- 1 1/2 cups finely chopped onion
- 1 tablespoon minced garlic
- 1 teaspoon olive oil
- 1 medium carrot, cut into 1/8-inch dice
- 3/4 pound portobello mushrooms, trimmed and very finely chopped in a food processor
- 1 teaspoon salt
- 1/2 teaspoon black pepper
- 1 1/2 teaspoons Worcestershire sauce
- 1/3 cup finely chopped fresh parsley
- 1 cup fine fresh bread crumbs (from 2 slices firm white sandwich bread)
- 1 whole large egg, lightly beaten
- 1/3 cup chicken broth
- 1 1/4 pound ground turkey (mix of dark and light meat)
Meatloaf Heat Sauce:
- 1/4 cup plus 1 tablespoon ketchup
- 1/4 cup plus 1 tablespoon BBQ sauce
- 2 tablespoon chipotle pepper sauce
- Preheat oven to 400°F.
- Cook onion and garlic in oil in a 12-inch nonstick skillet over moderate heat, stirring, until onion is softened, about 2 minutes. Add carrot and cook, stirring, until softened, about 3 minutes. Add mushrooms, 1/2 teaspoon salt, and 1/4 teaspoon pepper and cook, stirring occasionally, until liquid mushrooms give off is evaporated and they are very tender, 10 to 15 minutes. Stir in Worcestershire sauce, parsley, and 3 tablespoons of the meatloaf heat sauce, then transfer vegetables to a large bowl and cool.

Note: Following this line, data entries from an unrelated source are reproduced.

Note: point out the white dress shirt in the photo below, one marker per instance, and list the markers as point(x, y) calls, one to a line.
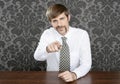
point(80, 51)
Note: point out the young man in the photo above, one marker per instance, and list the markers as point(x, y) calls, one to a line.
point(51, 43)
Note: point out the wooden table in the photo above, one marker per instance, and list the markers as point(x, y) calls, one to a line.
point(41, 77)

- Stir together bread crumbs, broth, egg, vegetables, and turkey and remaining 1/2 teaspoon salt and 1/4 teaspoon pepper to mixture and mix well with your hands. (Mixture will be very moist.)

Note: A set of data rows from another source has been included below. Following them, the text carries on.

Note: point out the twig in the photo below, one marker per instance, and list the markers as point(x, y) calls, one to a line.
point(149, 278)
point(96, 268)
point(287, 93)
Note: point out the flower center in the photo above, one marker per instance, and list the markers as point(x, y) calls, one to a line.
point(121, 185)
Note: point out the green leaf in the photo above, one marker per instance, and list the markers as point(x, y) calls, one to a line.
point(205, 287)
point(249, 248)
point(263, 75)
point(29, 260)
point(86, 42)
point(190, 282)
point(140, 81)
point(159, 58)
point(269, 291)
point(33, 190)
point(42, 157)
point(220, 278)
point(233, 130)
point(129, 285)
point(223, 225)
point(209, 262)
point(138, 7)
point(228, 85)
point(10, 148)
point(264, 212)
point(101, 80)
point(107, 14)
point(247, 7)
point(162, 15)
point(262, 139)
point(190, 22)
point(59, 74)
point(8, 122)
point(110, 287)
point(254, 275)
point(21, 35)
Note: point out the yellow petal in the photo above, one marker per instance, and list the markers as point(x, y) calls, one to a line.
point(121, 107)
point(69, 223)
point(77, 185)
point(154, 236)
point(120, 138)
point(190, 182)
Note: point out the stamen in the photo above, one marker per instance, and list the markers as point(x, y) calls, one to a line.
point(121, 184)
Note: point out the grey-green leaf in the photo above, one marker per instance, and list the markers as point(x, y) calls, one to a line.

- Form into a 9- by 5-inch oval loaf in a lightly oiled 13- by 9- by 2-inch metal baking pan and brush meatloaf evenly with remaining meatloaf heat sauce. Bake in middle of oven 50 to 55 minutes.
- Let meatloaf stand 5 minutes before serving.
Canned Chipotle Peppers can be found in any hispanic isle of any store.